Dechen kam in Khorma, einer winzigen Ortschaft im Osten Bhutans am Fuße des Himalaya zur Welt. Ein Mönch aus der Umgebung hatte ihm den Namen Dechen Dorje, »Diamantene Glückseligkeit«, gegeben. Schon als Kind ahnte Dechen, dass es möglich sein könnte, die Welt zu verstehen. In ihm war eine Kraft gegenwärtig, die einzig danach verlangte, sich auszudrücken. Er wusste zwar nicht recht, welche Richtung er ihr geben sollte, doch die Hoffnung leuchtete in seinem Herzen wie eine kleine Flamme.
Manchmal hatte er den Eindruck, mit allem, was ihn umgab, eins zu sein: dem feuchten Gras, den vom Wind bewegten Zweigen, den farbigen Felswänden, den Insekten, die über die braune Erde eilten, den Mauerseglern, die mit schrillen Schreien durch den Himmel schossen. Dann verschmolz er mit der Welt, er atmete sie ein und nahm sie ganz in sich auf.

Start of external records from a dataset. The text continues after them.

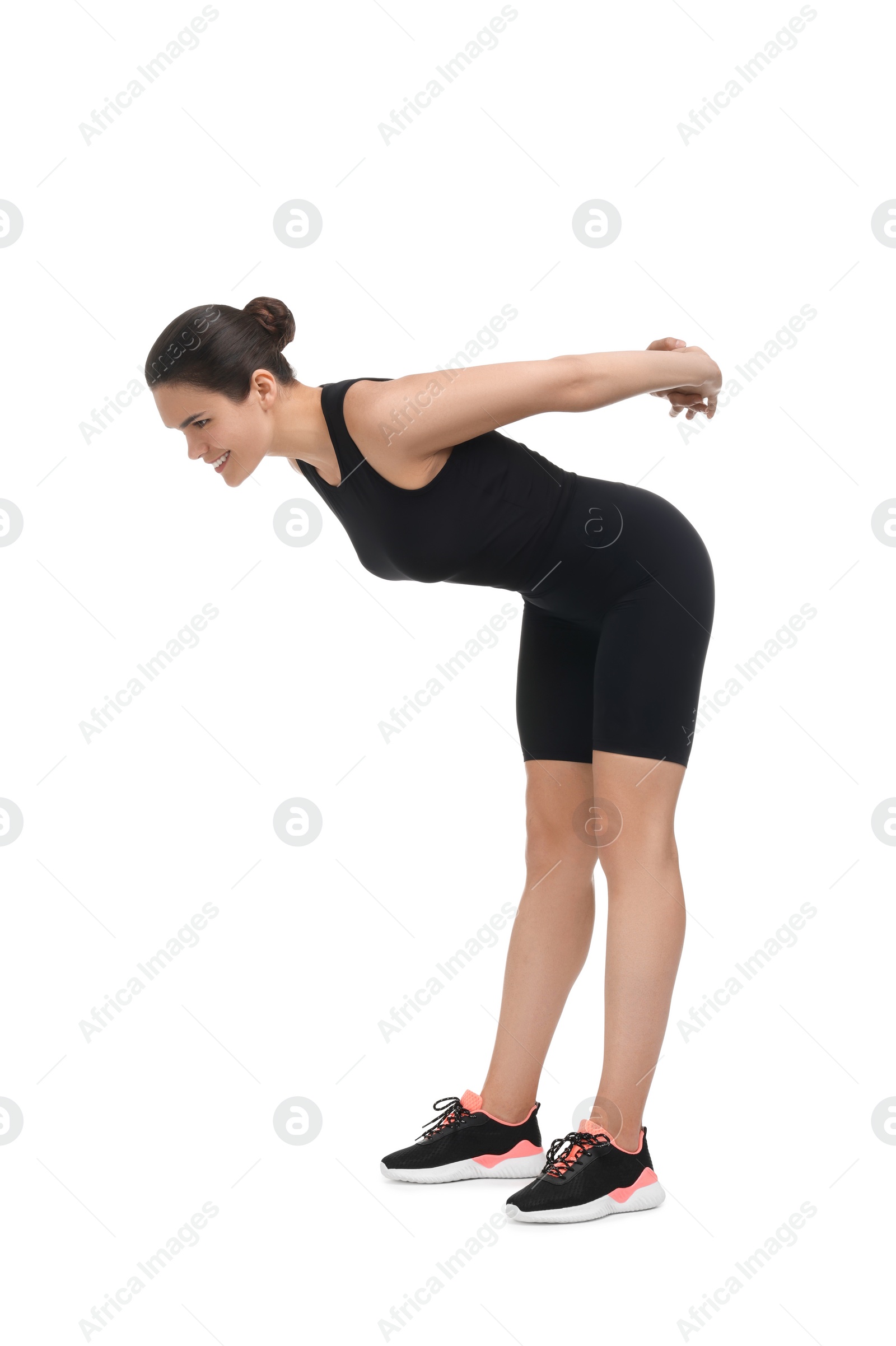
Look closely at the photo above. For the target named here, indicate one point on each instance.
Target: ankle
(506, 1108)
(629, 1138)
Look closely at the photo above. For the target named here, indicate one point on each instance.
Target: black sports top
(487, 517)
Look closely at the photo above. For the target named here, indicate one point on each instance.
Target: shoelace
(575, 1144)
(452, 1112)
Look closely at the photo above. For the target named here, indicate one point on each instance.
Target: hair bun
(275, 318)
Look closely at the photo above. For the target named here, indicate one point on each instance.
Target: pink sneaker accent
(522, 1147)
(645, 1180)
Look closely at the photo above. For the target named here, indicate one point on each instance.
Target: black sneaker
(466, 1142)
(589, 1176)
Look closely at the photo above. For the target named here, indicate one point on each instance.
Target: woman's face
(229, 436)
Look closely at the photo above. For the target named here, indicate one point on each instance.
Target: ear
(264, 385)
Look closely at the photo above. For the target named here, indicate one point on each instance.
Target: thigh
(649, 668)
(554, 687)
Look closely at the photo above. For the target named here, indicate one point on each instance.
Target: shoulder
(366, 403)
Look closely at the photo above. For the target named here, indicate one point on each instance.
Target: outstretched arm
(422, 413)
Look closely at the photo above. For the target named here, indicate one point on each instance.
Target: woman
(618, 607)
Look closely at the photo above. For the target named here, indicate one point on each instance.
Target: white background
(724, 237)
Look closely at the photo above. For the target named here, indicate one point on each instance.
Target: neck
(300, 429)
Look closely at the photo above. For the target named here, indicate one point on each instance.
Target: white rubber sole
(645, 1198)
(526, 1166)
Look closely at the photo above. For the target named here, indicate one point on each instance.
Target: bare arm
(422, 413)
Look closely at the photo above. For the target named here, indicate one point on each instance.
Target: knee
(651, 851)
(549, 843)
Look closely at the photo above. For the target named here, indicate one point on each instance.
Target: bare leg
(553, 928)
(645, 933)
(550, 936)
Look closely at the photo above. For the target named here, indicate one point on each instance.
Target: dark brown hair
(218, 348)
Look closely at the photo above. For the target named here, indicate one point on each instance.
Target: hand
(689, 398)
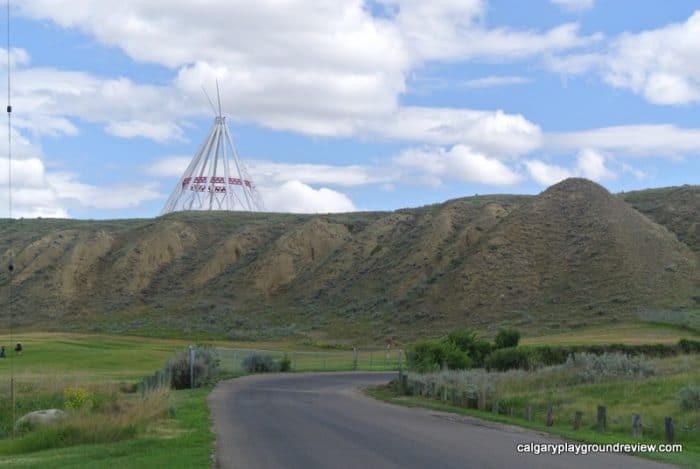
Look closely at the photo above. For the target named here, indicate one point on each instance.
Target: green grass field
(53, 361)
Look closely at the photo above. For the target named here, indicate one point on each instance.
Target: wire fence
(332, 360)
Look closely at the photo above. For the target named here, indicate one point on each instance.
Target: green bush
(468, 341)
(507, 338)
(689, 397)
(77, 398)
(508, 359)
(206, 363)
(689, 346)
(592, 368)
(259, 363)
(285, 364)
(431, 355)
(547, 356)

Bei anderen Gelegenheiten erschien ihm alles wie eine ferne Vision, ein ungewisses Bild. Er verstand nicht, warum das so war, und verweilte nachdenklich ein Stückchen außerhalb des Dorfes, wo er die Landschaft betrachtete und die Dinge befragte.
Er hatte kein anderes Leben als das in Khorma kennen gelernt, einem Dorf von gerade einmal zwanzig Häusern, das vielleicht hundert Seelen zählte. Vieles wühlte ihn auf, was für die Dorfbewohner selbstverständlich war. Bei den Feldarbeiten zum Beispiel bereitete es ihm unwillkürlich Unbehagen, Tiere leiden zu sehen: die Büffel, die man den ganzen Tag vor den Pflug spannte, die Regenwürmer, die von der hölzernen Pflugschar in Stücke gerissen wurden, die Maultiere, deren Rücken von schweren Lasten zerschunden waren …
Er mochte es ebenso wenig, wenn die Menschen, berauscht vom chang, dem Hirsebier, den Kopf verloren. Am unerträglichsten waren für ihn jedoch Raufereien. Schlimmer noch, er hatte gehört, dass anderswo ganze Völker einander umbrachten, und er konnte nicht begreifen, wie man es so weit kommen lassen konnte.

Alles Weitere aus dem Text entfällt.